As I mentioned our swim program in San Francisco, it seems appropriate to open up a discussion around swimming in the coming weeks and months. We have a large new contingent in the Purple Patch team (welcome!), and those who have been around will always benefit from a few key reminders and insights around our lens on swimming. This is the time!
It is postseason and, therefore, an opportunity awaits you to become a better athlete, using swimming as a vehicle. Now, I should mention that I absolutely detest any article that touts ‘The Top 5 Tricks’, or ‘The Best 5 Workouts To...’ So, with that framework, I am going to sell my soul to the devil and post my ‘Top 5 Thoughts on Swimming in Triathlon’. As this is an internal memo, I feel slightly less dirty, as I am not selling you anything! I do want your attention though, so here you go:
- Swimming will help you become a better triathlete. I have yet to see any athlete fail to become a better triathlete when they have embraced a serious off-season focus on swimming! Seriously. Investing in your swimming is not just about improving a weakness for many. By reducing obsession on the corrosive sport of running, and replacing it with serious investment in swimming, you do get to yield swim gains, but more importantly you develop wonderful cardiovascular conditioning, a broad range of training at all intensities and various other benefits. There is great cross-pollination from swim fitness to other sports, so lay the bedrock of fitness and you won’t regret it.

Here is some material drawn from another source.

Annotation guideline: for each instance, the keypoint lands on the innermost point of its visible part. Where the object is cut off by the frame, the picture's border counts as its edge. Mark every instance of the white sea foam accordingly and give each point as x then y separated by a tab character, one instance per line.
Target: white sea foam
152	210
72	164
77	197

- It dials in your inner animal. Swimming with a pace clock is the most amazing feedback tool you have -- and is representative of how you should approach metrics in all sports throughout much of your training. The pool is a controlled environment (let’s say 25 meters). Every interval you get instant feedback on your outcome (time, which equates to your pace) once you complete the interval. While executing the interval, you must feel, retain awareness, and manage the sensations. You swim blind, but get feedback again and again throughout the session. Many many times. Swimmers have wonderful self-awareness because of this. It is why I am not a fan of heads-up displays or wristwatches in the pool. Just use a pace clock. This can carry over, but only if you practice and invest in awareness.
- Performance is a combination of some technique, but mostly resilience/fitness. It is a highly technical sport, but simply focusing on technique via drills and breaking down strokes will not yield any meaningful improvements if you are not fit enough -- from a cardiovascular and muscular endurance standpoint -- to sustain the technique. The mission should be to get ‘good enough’ technique, but not perfect. You then get absolutely fit as heck to retain this form in a varied and chaotic environment of open water.

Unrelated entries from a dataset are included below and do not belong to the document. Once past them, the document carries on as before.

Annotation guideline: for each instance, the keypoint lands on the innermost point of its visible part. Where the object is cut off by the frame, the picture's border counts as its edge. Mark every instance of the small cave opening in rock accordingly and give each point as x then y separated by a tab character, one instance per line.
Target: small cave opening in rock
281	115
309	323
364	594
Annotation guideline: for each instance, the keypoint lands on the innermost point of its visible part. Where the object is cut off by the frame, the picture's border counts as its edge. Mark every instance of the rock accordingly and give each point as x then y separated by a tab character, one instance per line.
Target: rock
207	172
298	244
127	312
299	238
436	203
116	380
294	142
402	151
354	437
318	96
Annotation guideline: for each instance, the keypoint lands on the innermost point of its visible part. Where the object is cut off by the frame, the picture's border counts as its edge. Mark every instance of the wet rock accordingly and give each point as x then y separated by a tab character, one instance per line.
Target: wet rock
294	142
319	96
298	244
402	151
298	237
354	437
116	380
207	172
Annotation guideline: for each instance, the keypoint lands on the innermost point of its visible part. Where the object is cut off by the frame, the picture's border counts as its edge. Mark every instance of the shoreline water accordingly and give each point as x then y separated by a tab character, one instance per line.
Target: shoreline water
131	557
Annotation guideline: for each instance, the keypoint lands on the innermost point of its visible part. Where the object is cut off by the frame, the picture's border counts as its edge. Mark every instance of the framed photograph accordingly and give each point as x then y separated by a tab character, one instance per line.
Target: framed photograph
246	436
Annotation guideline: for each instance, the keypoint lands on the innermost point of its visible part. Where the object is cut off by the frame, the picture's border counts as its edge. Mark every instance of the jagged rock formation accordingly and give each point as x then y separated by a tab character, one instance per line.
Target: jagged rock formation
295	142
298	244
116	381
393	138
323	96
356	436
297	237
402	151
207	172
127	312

- Use your toys to improve technically. Unless form is catastrophic, your greatest yield of technique and fitness is to use your limited pool time to develop both. This is where swim toys come into play, particularly aspects such as the snorkel, ankle-strap, ENEY buoy, and other tools. Each has a role to play, but the value of drills to a triathlete swimming two to four times weekly is limited in the broader scope of return on investment. Recommended Swim Toys
- Toughen up, Shirley. It is a frustrating sport, but be confident enough to give it a bit of welly! Swimming improvements are not about being precise with hand entry (drop the hand in -- don’t place it), high elbow recovery (throw the arm over, don’t make it mechanical) or which angle your pinky finger sits in the pull. Let the hand drop in, grab the water, and accelerate it back with great force. Swimming is a rhythm sport that requires a forceful pull. You can only achieve this with high fitness, but also a commitment to more water backward - fast! Don’t be soft on the water. Just try throwing a ball as far as you can, but without allowing your throwing arm to accelerate in the throwing motion. Good luck! Let me know how that goes!

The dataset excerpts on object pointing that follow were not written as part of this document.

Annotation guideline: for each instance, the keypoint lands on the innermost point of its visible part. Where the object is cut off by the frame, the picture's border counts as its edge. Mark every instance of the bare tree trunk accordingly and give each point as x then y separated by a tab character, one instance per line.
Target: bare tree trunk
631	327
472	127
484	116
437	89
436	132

Bonus: One more thing. You are not going to improve if you fail to fall in love with the process. If you approach with negativity, fear, and distaste, you are destined for personal mediocrity. If you struggle with this, acting ‘as if’ will help. If you struggle with even this, then you should search for partners, teams, and squads. It is all about power in numbers and accountability. Either way, I promise, you won’t regret taking on the journey -- and it is a journey that won’t even be measured by swim splits!